こんにちは、読書セラピストの井田祥吾(@shogogo0301)です。
読書会の開催や発信活動を通して、本の魅力や読書の素晴らしさを伝えています。
今回紹介する本は、池谷裕二 糸井重里『海馬 脳は疲れない』(新潮文庫)です。
円錐書店で購入しました。
2005年に文庫化されたものです。
当然ながら研究が進んでいると思いますが、読んでいて古さを感じさせるようなところはありませんでした。
脳と記憶がテーマになります。
脳の記憶を司る部位を海馬といいます。
この部位が損傷してしまうと記憶に影響が出てしまいます。
おそらく小川洋子さんの小説『博士の愛した数式』(新潮文庫)の記憶が80分しかもたない博士は海馬を損傷していたのかなと思いました。

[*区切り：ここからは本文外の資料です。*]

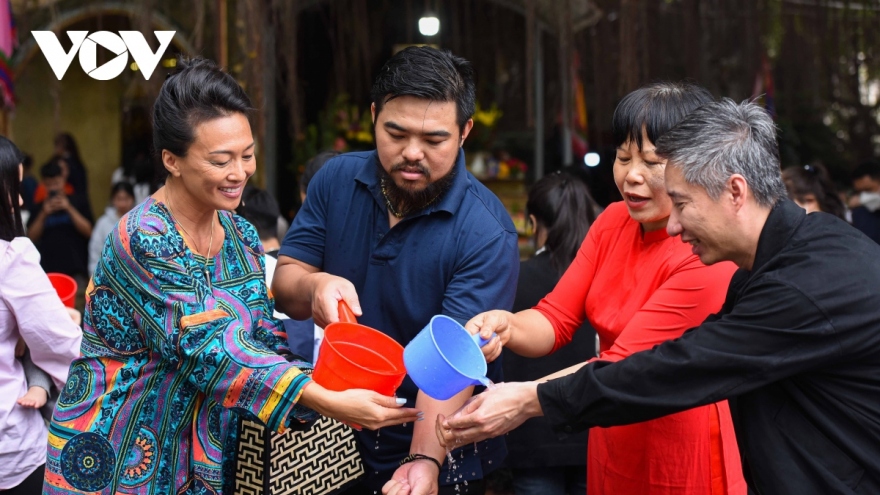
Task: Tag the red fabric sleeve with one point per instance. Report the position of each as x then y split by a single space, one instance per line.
683 301
564 307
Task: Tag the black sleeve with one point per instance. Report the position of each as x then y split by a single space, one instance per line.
772 332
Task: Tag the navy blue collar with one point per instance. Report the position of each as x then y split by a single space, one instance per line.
450 201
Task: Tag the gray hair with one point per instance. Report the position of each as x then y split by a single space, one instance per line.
723 138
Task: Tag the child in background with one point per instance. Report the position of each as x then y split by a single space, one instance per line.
39 383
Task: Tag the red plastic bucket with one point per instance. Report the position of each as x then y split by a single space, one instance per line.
65 286
357 356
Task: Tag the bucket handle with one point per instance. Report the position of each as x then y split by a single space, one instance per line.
346 315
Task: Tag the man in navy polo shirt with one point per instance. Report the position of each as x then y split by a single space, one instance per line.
401 234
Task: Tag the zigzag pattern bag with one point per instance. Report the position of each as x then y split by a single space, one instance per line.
319 458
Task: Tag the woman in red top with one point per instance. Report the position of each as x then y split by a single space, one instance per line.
638 287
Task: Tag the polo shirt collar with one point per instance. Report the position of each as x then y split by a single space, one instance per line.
781 224
450 201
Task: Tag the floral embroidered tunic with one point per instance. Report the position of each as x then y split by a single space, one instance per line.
169 360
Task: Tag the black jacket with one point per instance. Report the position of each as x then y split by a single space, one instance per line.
796 350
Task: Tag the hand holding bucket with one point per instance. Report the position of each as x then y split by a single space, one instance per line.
444 358
357 356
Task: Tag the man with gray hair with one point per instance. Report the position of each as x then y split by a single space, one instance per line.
795 348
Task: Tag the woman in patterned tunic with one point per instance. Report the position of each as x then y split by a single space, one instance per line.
179 338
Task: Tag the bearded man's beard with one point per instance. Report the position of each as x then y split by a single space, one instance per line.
404 200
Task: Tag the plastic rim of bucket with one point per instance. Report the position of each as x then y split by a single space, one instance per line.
65 287
385 380
451 362
432 370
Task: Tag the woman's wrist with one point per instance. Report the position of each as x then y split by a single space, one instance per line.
317 398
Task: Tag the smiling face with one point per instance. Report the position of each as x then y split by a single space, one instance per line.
702 222
418 140
217 165
639 178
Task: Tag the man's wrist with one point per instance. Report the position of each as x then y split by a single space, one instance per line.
532 406
422 457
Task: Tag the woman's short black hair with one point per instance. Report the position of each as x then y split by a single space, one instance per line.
122 187
562 204
656 108
312 168
427 73
801 182
196 92
10 189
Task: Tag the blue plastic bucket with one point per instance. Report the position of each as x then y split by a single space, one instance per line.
444 358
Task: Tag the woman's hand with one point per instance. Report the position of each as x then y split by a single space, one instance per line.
359 407
486 324
418 477
492 413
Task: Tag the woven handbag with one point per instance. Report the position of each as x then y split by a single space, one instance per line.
318 458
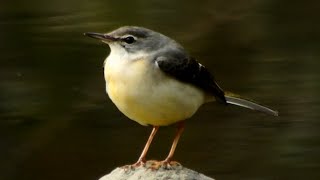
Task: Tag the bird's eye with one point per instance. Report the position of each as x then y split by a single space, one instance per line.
129 39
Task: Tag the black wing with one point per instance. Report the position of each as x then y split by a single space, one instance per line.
187 69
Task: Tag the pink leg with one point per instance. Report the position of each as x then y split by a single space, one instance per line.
175 142
142 158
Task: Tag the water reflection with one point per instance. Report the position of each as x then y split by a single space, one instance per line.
57 122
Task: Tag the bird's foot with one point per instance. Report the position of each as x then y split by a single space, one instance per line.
140 162
166 164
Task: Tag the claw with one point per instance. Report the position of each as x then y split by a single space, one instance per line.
135 165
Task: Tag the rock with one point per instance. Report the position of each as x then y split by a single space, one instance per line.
155 172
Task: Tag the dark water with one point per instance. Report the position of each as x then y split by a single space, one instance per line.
56 122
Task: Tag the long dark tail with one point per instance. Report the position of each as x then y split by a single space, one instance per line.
239 101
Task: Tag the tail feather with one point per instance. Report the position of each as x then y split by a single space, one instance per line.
236 100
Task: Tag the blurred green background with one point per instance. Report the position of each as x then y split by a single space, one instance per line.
56 121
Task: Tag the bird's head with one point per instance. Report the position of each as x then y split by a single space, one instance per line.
133 40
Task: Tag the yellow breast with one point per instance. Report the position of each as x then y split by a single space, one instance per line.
144 94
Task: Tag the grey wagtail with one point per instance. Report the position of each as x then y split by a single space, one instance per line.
154 81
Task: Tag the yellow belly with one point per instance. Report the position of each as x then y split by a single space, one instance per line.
147 96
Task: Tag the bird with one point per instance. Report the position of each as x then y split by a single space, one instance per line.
154 81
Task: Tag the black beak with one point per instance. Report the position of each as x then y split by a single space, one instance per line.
100 36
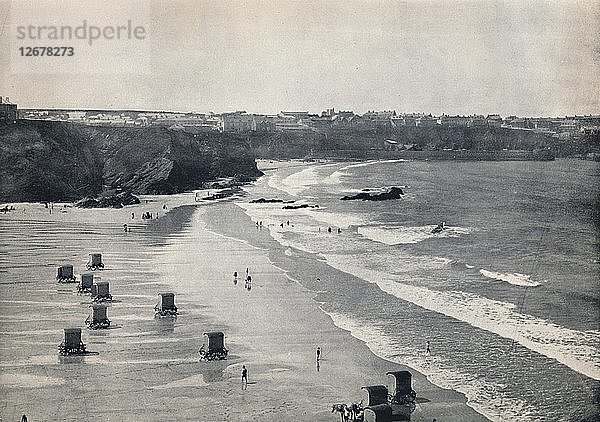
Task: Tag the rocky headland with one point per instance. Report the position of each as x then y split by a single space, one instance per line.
391 193
58 161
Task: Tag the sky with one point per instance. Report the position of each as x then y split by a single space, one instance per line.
527 58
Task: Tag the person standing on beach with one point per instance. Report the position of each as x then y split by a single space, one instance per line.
244 377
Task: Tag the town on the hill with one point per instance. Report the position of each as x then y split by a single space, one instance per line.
564 128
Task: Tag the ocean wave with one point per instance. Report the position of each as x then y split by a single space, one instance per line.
396 235
575 349
516 279
298 182
336 177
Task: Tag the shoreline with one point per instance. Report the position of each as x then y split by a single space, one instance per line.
367 367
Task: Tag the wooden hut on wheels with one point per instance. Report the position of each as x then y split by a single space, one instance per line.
394 402
166 305
95 262
214 348
401 396
98 319
72 345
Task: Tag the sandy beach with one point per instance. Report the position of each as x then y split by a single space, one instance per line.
147 368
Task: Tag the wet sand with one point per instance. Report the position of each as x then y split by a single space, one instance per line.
147 368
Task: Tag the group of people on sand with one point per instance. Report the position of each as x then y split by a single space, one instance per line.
247 280
6 209
146 216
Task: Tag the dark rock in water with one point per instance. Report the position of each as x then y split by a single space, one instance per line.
118 200
295 207
392 193
269 201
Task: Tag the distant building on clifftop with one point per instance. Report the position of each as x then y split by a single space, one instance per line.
8 111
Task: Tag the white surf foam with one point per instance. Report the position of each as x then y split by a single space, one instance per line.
482 396
396 235
575 349
516 279
296 183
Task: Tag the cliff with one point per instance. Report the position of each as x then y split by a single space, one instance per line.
478 143
52 161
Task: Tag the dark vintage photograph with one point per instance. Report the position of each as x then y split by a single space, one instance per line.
285 210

脳というとなかなかむずかしい話が展開されそうですが、ワクワクしながら読み進めることができました。
そこにはかみ砕いて伝えてくれる池谷さんと聞き手としての糸井さんの力なのかなと思います。
目からうろこの情報がたくさんあります。
タイトルの副題にもある「脳は疲れない」もそのひとつです。
脳は死ぬまで休むことがありません。
常にカラダのあらゆる器官を働かせていますし、寝ているときも夢を見るように動いています。
しかし、疲れたと感じることは当然あります。
肉体労働だけでなく、デスクワークを続けていても疲れたと感じることはあります。
脳は疲れないとすると、疲れているのは目であったりします。
本を読んでいて疲れたと感じるときはアイマスク等で目を休ませるようにしようと思います。
年を重ねると物覚えがわるくなったり、記憶に自信がなくなったりするかもしれません。
それでもそれは脳が衰えるということではなく、脳の適した使い方が変わっていくということでもあります。

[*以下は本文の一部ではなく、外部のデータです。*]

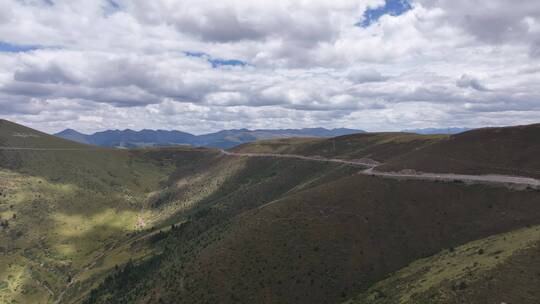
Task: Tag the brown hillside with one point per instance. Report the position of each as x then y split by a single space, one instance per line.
331 242
377 146
510 151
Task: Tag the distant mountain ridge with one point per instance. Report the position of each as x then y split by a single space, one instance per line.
222 139
431 131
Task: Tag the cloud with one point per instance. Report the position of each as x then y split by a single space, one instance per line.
201 66
468 81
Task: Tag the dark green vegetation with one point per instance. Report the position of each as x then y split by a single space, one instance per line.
224 229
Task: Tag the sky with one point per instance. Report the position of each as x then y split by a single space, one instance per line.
202 66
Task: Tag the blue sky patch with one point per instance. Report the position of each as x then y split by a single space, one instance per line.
14 48
391 7
216 62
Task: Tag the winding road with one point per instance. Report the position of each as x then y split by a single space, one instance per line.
369 165
369 169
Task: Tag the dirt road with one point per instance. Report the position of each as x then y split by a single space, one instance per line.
370 165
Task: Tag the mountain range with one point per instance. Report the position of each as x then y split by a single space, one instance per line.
288 220
222 139
428 131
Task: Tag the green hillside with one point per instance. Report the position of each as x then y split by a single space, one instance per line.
182 225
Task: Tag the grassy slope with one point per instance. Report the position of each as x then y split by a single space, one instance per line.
71 206
500 268
512 150
377 146
325 243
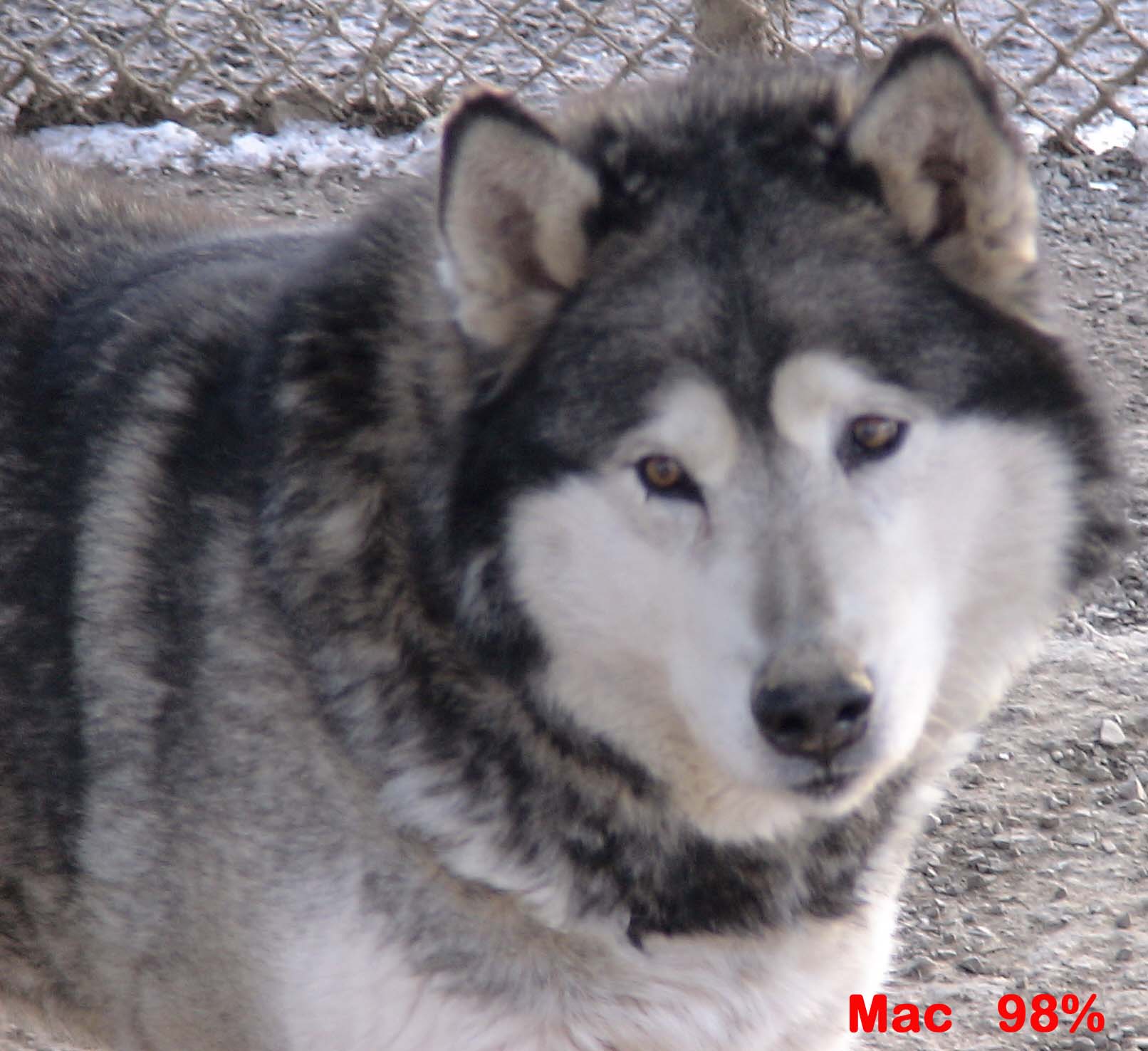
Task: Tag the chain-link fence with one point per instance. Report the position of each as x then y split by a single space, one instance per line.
392 63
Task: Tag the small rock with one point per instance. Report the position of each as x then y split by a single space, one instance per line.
973 965
1110 733
920 968
1132 790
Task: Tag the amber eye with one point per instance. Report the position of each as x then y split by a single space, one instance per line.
662 472
870 437
876 434
665 476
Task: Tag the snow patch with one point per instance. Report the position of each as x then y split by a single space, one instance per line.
311 147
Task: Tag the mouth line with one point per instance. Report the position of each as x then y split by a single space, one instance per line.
827 783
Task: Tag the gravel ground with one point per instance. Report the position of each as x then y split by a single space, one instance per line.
1033 876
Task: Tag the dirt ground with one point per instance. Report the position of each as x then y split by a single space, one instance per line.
1032 877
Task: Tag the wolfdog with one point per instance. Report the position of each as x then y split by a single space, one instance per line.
536 615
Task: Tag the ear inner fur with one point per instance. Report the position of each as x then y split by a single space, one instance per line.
512 211
951 172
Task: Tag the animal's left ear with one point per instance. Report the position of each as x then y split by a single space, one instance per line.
951 170
512 211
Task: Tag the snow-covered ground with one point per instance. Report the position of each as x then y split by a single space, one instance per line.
313 147
429 39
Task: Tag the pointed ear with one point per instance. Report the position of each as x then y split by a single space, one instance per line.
512 211
952 171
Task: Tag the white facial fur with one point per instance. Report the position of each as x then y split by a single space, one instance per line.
936 567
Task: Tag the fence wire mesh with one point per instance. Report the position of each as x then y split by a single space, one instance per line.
393 63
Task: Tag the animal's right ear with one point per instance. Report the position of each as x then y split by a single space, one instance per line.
513 206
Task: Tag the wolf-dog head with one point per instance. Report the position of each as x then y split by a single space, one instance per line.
776 467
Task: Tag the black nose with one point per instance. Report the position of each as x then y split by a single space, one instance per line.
814 720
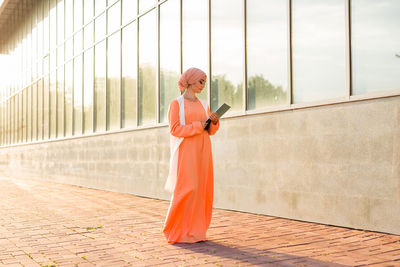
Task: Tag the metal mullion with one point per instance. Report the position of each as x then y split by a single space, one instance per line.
349 76
244 93
158 66
209 87
137 67
290 53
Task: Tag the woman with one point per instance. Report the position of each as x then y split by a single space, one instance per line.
191 176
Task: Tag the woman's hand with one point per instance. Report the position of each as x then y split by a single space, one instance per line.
214 117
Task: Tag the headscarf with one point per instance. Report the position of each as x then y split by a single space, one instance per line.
189 77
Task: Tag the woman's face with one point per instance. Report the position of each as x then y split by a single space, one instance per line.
198 86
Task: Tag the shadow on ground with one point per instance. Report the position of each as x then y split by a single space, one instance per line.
251 255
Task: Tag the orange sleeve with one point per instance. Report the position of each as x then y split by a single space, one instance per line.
175 127
213 127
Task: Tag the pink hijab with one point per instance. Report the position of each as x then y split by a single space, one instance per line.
189 77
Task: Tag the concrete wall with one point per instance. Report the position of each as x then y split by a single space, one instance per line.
337 164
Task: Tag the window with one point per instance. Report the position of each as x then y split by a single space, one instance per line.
375 45
147 68
267 56
318 50
129 75
169 55
227 60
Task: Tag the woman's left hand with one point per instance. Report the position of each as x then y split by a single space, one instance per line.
214 117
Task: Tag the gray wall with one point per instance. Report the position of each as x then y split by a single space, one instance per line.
336 164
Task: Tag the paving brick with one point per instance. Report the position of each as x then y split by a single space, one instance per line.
43 223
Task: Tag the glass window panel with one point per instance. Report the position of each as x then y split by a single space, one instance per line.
100 5
227 61
34 111
78 14
78 79
88 35
69 18
53 104
60 21
60 102
113 81
375 45
78 45
53 24
129 10
60 55
145 5
46 26
100 87
147 68
114 17
46 107
170 64
24 115
68 83
318 50
88 90
129 75
100 27
89 10
19 117
29 114
69 49
53 60
266 42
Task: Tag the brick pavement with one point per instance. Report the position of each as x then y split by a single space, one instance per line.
51 224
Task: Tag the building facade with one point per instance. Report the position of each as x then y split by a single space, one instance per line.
314 129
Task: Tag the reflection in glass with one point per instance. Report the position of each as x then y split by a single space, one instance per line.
78 14
129 10
375 44
99 6
68 98
46 35
100 87
78 105
227 62
34 111
169 55
195 37
266 53
60 55
100 28
60 102
60 21
145 5
46 107
114 82
24 117
88 10
53 24
147 68
129 75
88 79
114 18
69 48
69 18
88 35
318 50
53 104
78 45
29 114
40 109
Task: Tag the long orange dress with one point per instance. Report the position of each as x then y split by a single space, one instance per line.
189 214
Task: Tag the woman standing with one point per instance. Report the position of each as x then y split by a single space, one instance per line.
191 177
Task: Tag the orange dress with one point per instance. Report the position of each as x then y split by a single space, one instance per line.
189 214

30歳を超えるあたりからあらゆるもののつながりを見つける能力が向上していくそうです。
この頃はビジネス書や自己啓発書を読む割合がぐっと減りました。
うまく言葉にできる自信がないのですが、たくさん読んできたことで中心の核となる真理のようなものに気づき、それをどう表現しているかの違いなのだと思うようになりました。
まったく読まないというスタンスではありませんが、これまで読んできた経験をもとにするならば個々の人間がぐっと深くまで思考を巡らせて書かれた小説やエッセイに傾倒するようになりました。
脳の可能性は自分が知っている以上のものがあるので、自分自身で狭くしてしまわないように気をつけたいと思います。